The song “North Star” uses the backdrop of enslavement as motivation to walk into our most empowered selves. Jewels are woven all through the song and video.

Mumu Fresh (set of “North Star” video)

“In 1864, Safe Houses along The Underground Railroad were often indicated by coded quilts hanging from a clothesline. Those escaping slavery were instructed to follow the Big Dipper which pointed toward The North Star.”

Produced by A Mecca Filmworks, directed by T.L Benton, and executive produced by Maimouna Youssef herself, the video’s release is timely and beautifully symbolic. Just consider the single’s name. The North Star was the guiding source for enslaved Africans looking to self-emancipate themselves. Knowing how to follow the twinkle, that small aspect of cosmology helped guide them to spaces more free than their plantations.
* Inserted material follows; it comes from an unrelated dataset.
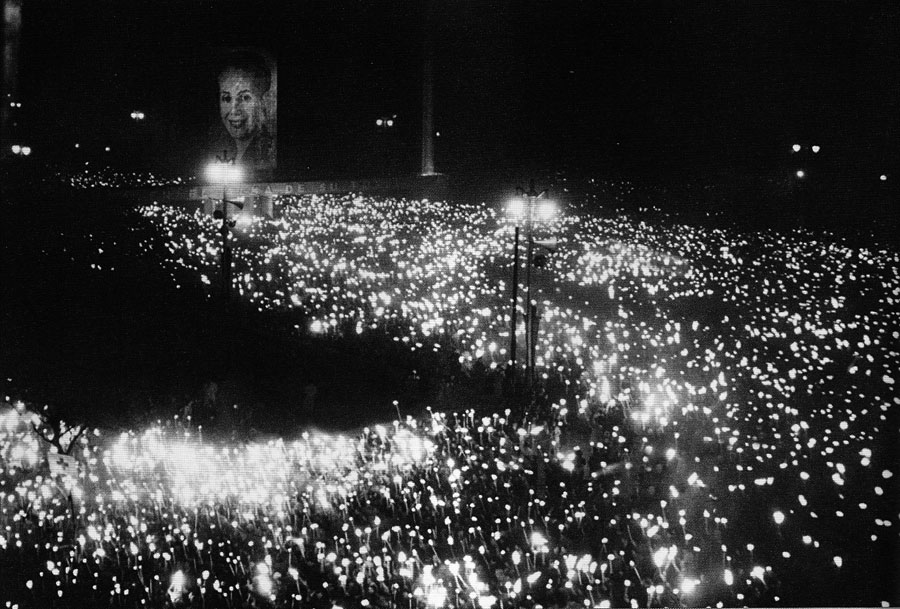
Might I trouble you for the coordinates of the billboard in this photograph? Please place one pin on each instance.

But with it dropping around the 4th of July, it seems to also nod to father Frederick Douglass.  This freedom fighter published his abolitionist periodical, The North Star, whose motto was “Right is of no sex–Truth is of no color–God is the Father of us all, and we are brethren,” was created to inform us of who we are and ways to escape the white heavy gaze of slavery.

And appropriately his speech surrounding the 4th of July is echoed in Mumu’s latest song. Listen for yourself.

 

More than ever, our people need a North Star. Thank goodness for courageous artists that put pen to paper and rhyme to track to shine bright for us— showing us the way.